WASHINGTON, DC - Energy and Power Subcommittee Chairman Ed Whitfield (R-KY) this afternoon kicked off debate on two resolutions that protect jobs and affordable and reliable energy from the Obama administration’s cap and trade scheme. S.J. Res 23 and S.J. Res 24 (identical to H.J. Res 71 and 72 authored by Whitfield) provide for Congressional disapproval of two final rules issued by the EPA for new and existing fossil fuel-fired power plants. The House is expected to vote on both resolutions later today.Today we will debate resolutions of disapproval under the Congressional Review Act for the two EPA rules regulating greenhouse gas emissions from new and existing electric generating units. Each of these measures poses a serious risk to the nation’s electricity system, and combined they may well represent the biggest threat to our energy future. For the sake of affordable and reliable energy as well as jobs, I urge all my colleagues to vote in favor of disapproving these ill-advised rules.

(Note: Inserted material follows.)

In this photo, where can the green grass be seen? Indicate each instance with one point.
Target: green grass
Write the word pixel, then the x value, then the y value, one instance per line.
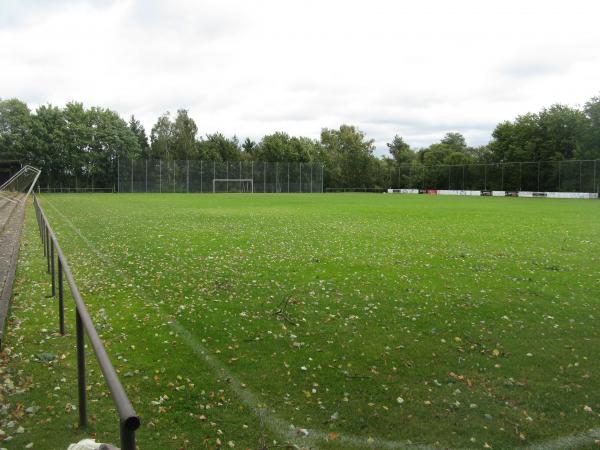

I supported the bipartisan Congressional Review Act back in 1996 because I believed there needed to be a better way for Congress to fight back against unelected bureaucrats enacting major rules that are not in the public interest. But I must say that at the time I never imagined rules nearly as bad as the two we are discussing today. Taken together, they would create through regulation the cap-and-trade program that Congress wisely rejected and that has performed so poorly in Europe and everywhere else it has been tried. We begin with S.J. Res. 23 which would disapprove of EPA’s New Source Performance Standards for greenhouse gas emissions from new electric generating units.
I am particularly concerned about this rule because it would serve as a de facto ban on new coal-fired power plants. It would effectively require all such new plants to install carbon capture and storage (CCS) despite the fact that this technology is not commercially available. EPA insists that CCS has been adequately demonstrated, as the Clean Air Act requires, but most of the agency’s assertions have turned out to be highly problematic. At first, the agency relied heavily on experimental CCS projects supported by the Department of Energy’s Clean Coal Power Initiative, even though the law makes clear that such federally- supported experiments cannot be used as evidence of adequate demonstration. Later, the EPA shifted its focus to non-power CCS projects the agency holds out as success stories, but these projects do not translate to electricity generation. It is evident that CCS is not adequately demonstrated for power plants and therefore EPA’s rule will serve to block new coal-fired generation from being built.
EPA’s fallback argument is that no company would want to build a new coal plant anyway in this era of cheap natural gas. But we have seen time and again that energy markets fluctuate, and it is entirely possible, even likely, that new coal-fired capacity will again make economic sense, especially given its track record of affordability and reliability as well as the diversity coal adds to generation mix. And lest anyone get too complacent about natural gas saving the day, I would note that the many of the same environmental activists who targeted coal are now going after natural gas.
For these and other reasons, this rule has engendered a large and diverse group of critics, and my subcommittee has had the opportunity to hear many of them in our hearings on the rule and on H.R. 3826, the Electricity Security and Affordability Act. From legal scholars to power plant owners to manufacturers, we have had the chance to learn why this rule is as illegal as it is unworkable. We also heard from representatives of some of the 23 states challenging this rule in court.
I would conclude by noting that a resolution of disapproval does not leave a void. New coal fired power plants in the U.S. would still have to meet some of the toughest pollution control standards in the world. And EPA as well as states are free to come up with other, more workable regulations of greenhouse gases. For example, the Electricity Security and Affordability Act merely requires that any such measures meet the commonsense requirement of being achievable using commercially available technologies.
But we can’t get started on the right regulatory path until we get off the wrong one, and that is what S.J. Res. 23 would do. I urge my colleagues to vote yes on this resolution of disapproval.